One tablet contains the active ingredient – levocetirizine dihydrochloride 5 mg (equivalent to 4.21 mg levocetirizine)

 

Pharmacological properties

Pharmacokinetics

After oral administration, levocetirizine is rapidly absorbed from the gastrointestinal tract. Eating does not affect the completeness of absorption, although its rate decreases. The maximum plasma concentration is reached 0.9 hours after a single oral dose. Steady state is reached after 2 days. The maximum concentration after a single and repeated (5 mg daily) administration is 270 ng / ml and 308 ng / ml, respectively. Binding to plasma proteins – 90%. Data on the distribution of the drug in tissues and penetration through the blood-brain barrier are not available.
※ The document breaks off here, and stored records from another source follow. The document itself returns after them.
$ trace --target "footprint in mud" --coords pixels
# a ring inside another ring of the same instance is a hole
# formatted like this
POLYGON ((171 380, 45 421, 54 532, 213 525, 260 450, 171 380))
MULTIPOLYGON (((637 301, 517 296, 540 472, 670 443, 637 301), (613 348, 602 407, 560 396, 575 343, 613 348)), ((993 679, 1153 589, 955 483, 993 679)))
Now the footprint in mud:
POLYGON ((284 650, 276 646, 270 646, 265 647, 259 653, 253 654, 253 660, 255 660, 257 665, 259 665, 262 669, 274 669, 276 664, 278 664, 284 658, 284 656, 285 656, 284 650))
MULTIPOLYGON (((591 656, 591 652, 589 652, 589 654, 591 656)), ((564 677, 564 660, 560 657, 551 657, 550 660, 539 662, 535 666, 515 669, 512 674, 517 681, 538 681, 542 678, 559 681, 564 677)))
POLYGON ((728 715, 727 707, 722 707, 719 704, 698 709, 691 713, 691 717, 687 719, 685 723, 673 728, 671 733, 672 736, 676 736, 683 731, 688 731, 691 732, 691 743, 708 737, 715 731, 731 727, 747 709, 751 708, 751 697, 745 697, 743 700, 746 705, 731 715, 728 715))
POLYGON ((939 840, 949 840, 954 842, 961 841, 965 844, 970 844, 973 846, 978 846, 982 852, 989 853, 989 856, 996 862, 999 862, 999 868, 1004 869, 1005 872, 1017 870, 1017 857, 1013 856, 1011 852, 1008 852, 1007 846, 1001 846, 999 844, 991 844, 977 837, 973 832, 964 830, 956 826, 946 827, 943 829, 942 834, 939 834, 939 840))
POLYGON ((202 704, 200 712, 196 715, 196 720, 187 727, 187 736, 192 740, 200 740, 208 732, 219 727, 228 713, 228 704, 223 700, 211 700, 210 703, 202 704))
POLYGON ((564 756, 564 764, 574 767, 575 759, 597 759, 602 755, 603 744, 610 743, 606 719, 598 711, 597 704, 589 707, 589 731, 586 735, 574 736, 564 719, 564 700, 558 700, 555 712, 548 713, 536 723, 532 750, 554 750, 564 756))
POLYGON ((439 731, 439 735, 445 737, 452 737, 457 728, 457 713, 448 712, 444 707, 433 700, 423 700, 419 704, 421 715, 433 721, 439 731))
The volume of distribution is 0.4 l/kg. Less than 14% of an administered dose is metabolized in the liver by aromatic ring oxidation, N- and O- dealkylation , and taurine conjugation . Dealkylation is predominantly catalyzed by CYP 3A4, and CYP isoforms are involved in the oxidation of the aromatic ring . Levocetirizine does not affect the activity of CYP isoenzymes IA2, 2C9, 2C19, 2D6, 2E1 and 3A4 at concentrations much higher than peak concentrations with oral administration of 5 mg. Due to the negligible metabolism and lack of metabolic suppression, the interaction of levocetirizine with other substances is unlikely. The half-life is 7.9 ± 1.9 hours. The total clearance is 0.63 ml / min / kg. Levocetirizine and its metabolite are excreted mainly by the kidneys (85.4% of the dose), by glomerular filtration and active tubular secretion. Excretion through the intestines is 12.9%. Penetrates into breast milk. Pharmacokinetics levocetirizine is linear, independent of dose and time, and has little variation between subjects. The pharmacokinetic profiles of the single enantiomer and cetirizine are similar. There is no chiral inversion during absorption or excretion .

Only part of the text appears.